Claim: A pulse of duration t gives U_A = exp((alpha(t) a^dag - alpha*(t) a) S_{x,e}) exp(i Phi(t) S_{x,e}^2) with alpha(t) = -i (eta Omega/delta) e^{-i delta t/2} sin(delta t/2) and Phi(t) = (eta^2 Omega^2 / 4 delta^2)(delta t - sin(delta t)).

Source alignment: source/main.tex:116-119 (Eq. (2))

Prior official verdict: verified with failure_reason None.

Executable evidence: sympy_check.py. Sandbox rerun logs: sympy_check.log.

Independent audit: I scanned the copied script for imports/shared helper dependencies and reran it through the sandbox. The code is self-contained in this attempt directory and targets the claim strategy: Derive the MS propagator by Magnus expansion of H_A and confirm the displacement amplitude alpha(t) and geometric phase Phi(t) expressions.. I checked the relevant family model rather than relying only on exit status; the rerun is treated as one reproducibility input.

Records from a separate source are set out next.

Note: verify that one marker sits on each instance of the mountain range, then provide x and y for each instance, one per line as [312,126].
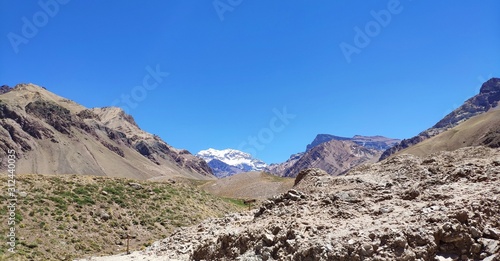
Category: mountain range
[229,162]
[331,153]
[334,154]
[488,98]
[432,198]
[54,135]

Decision: Round 2 verdict is verified with failure_reason None and limitations []. Notes: Magnus expansion truncates at 2nd order ([H(t1),H(t2)] is a c-number*S_xe^2) and factorizes. alpha(t)=-i(eta Omega/delta)e^{-i delta t/2}sin(delta t/2) matches EXACTLY (sympy). Phi(t)=(eta^2 Omega^2/4 delta^2)(delta t - sin delta t) matches in magnitude; Magnus gives -Phi, an overall sign convention from the sign of H_A (only |Phi| matters). Numerical time-ordered integration vs factorized U_A: max|dU|=2.3e-12. Verified.